There are outliers in the data as stats values for some column don't make sense:

Infant deaths min is 0 per 1000 but Under Five Deaths is not 0

BMI min is 0.01 and max is 1 (lower than 10 and greater than 80)

GDP per capita min is 0

population min is 0

Infant deaths of 0


Columns with outlier % greater than 5: Infant Deaths(11.1), Percentage Expenditure(13.2), HepB Vaccination %(8.9), Measles(18.4), Under Five Deaths(13.5), Pol3 Vaccination %(9.5), HIV/AIDS(18.4), Diptheria Vaccination %(10.1), GDP(12.4), Population(10)


Outliers trimming results in total data loss

Used winzorization for outlier handling


Life Expectancy correlation with other factors:

strong positive: BMI, Schooling and Resources Income Composition, Diptheria Vaccination %, Pol3 Vaccination %

strong negative: Adult Mortality, Thiness 5-9 years, HIV/AIDS, Under Five Deaths, Infant Deaths

weak negative:   HepB Vaccination %, Measles, Thiness 10-19 years, Status(negative because status value 0= developed country and 1=developing)

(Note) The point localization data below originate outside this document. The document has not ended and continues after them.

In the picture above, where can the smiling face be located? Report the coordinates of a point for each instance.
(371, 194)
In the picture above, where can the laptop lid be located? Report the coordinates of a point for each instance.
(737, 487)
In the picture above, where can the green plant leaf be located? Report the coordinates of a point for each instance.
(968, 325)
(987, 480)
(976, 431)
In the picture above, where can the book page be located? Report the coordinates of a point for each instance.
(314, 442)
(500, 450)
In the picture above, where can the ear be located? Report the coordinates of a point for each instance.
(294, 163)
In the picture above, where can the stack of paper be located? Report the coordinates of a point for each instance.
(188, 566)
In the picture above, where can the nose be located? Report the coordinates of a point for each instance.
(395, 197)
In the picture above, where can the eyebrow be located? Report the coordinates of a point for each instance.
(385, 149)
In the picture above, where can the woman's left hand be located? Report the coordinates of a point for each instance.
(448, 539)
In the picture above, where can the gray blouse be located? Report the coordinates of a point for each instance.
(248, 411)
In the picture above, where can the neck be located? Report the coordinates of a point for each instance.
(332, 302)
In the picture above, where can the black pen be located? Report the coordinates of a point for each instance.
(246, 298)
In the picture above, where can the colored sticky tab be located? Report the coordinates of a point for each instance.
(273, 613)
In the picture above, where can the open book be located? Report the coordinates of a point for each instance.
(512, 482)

weak positive:   GDP, Percentage Expenditure, HepB Vaccination %, Alcohol Intake(Positive because alcohol is consumed more in developed countries and developed countries has high life expectancy)

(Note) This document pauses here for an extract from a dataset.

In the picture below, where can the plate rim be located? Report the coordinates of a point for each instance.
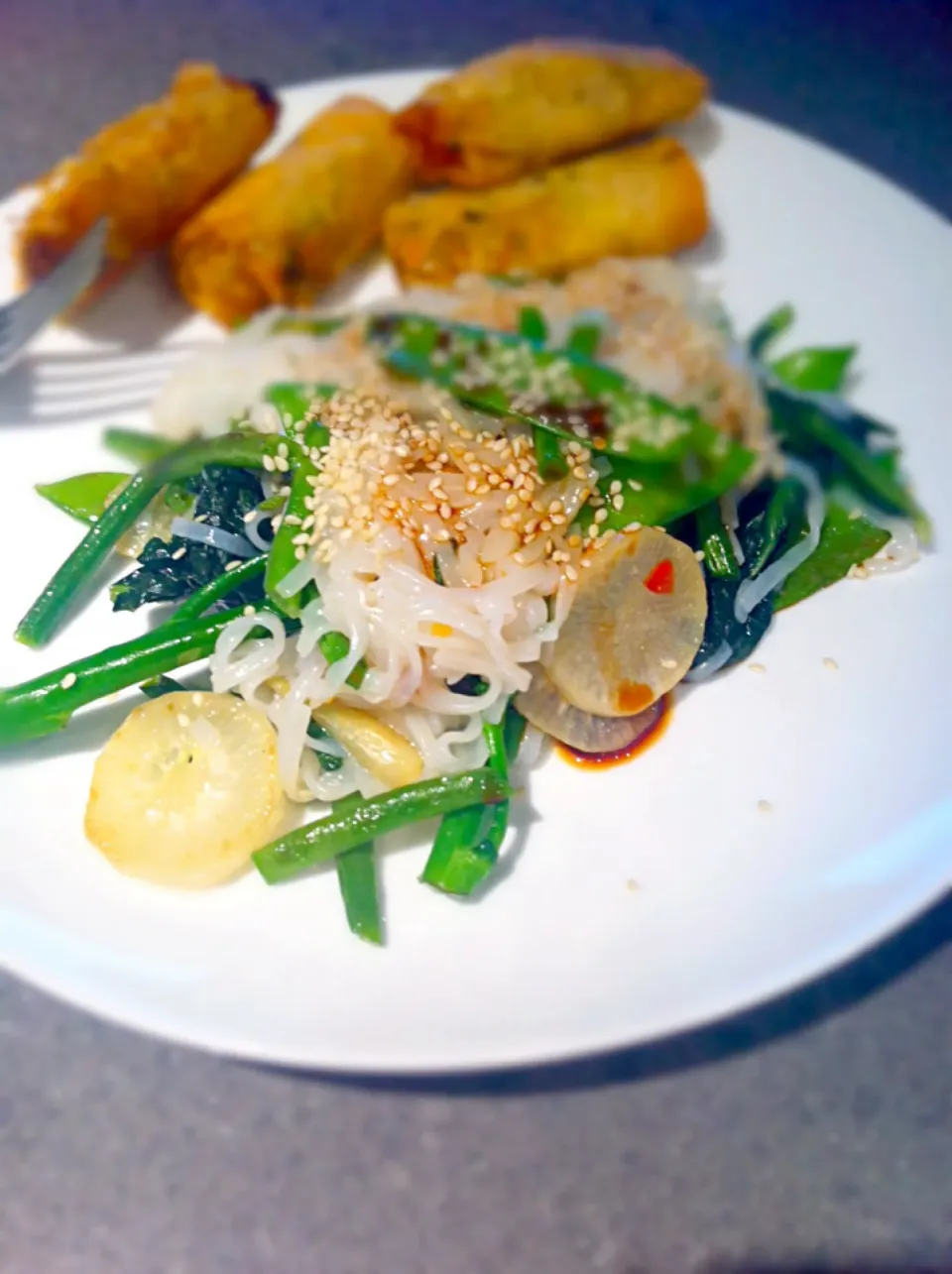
(816, 964)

negligible:      Year, Total Expenditure, Population 



Result certainity is strong for all factors except Population

Importants Factors: BMI, Schooling, Resources Income Composition, Diptheria Vaccination %, Pol3 Vaccination %, Adult Mortality, Thiness 5-9 years, HIV/AIDS, Under Five Deaths, Infant Deaths

Unimportant Factors: Country, Year, Infant Deaths, Total Expenditure, Population, Alcohol Intake


## Model Development 

In [None]:
# Dataset Splitting into Training & Test Sets
x_train, x_test, y_train, y_test = train_test_split(x, y, test_size=0.25, random_state=1)

In [None]:
# Model Development
lm = LinearRegression().fit(x_train, y_train)
pred_train = lm.predict(x_train)
pred_test = lm.predict(x_test)

## Model Evaluation

In [None]:
# Mean Squared Error & Mean Absolute Error
mse_train = round(mean_squared_error(y_train, pred_train), 4)
mse_test = round(mean_squared_error(y_test, pred_test), 4)
mae_train = round(mean_absolute_error(y_train, pred_train), 4)
mae_test = round(mean_absolute_error(y_test, pred_test), 4)
print('Mean Squared Error Training: %s\nMean Absolute Error Training: %s\nMean Squared Error Testing: %s\nMean Absolute Error Testing: %s'
      %(mse_train, mae_train, mse_test, mae_test))

## Conclusion

To improve the Life Expectancy:
    
Polio, Hepatitis, Diptheria vaccination coverage should be increased

Measures should be taken to ensure food security

Measures should be taken to provide education and reduce the risks of infant mortality

Resources should be utilized productively

AIDS awarness campaigns should be organized.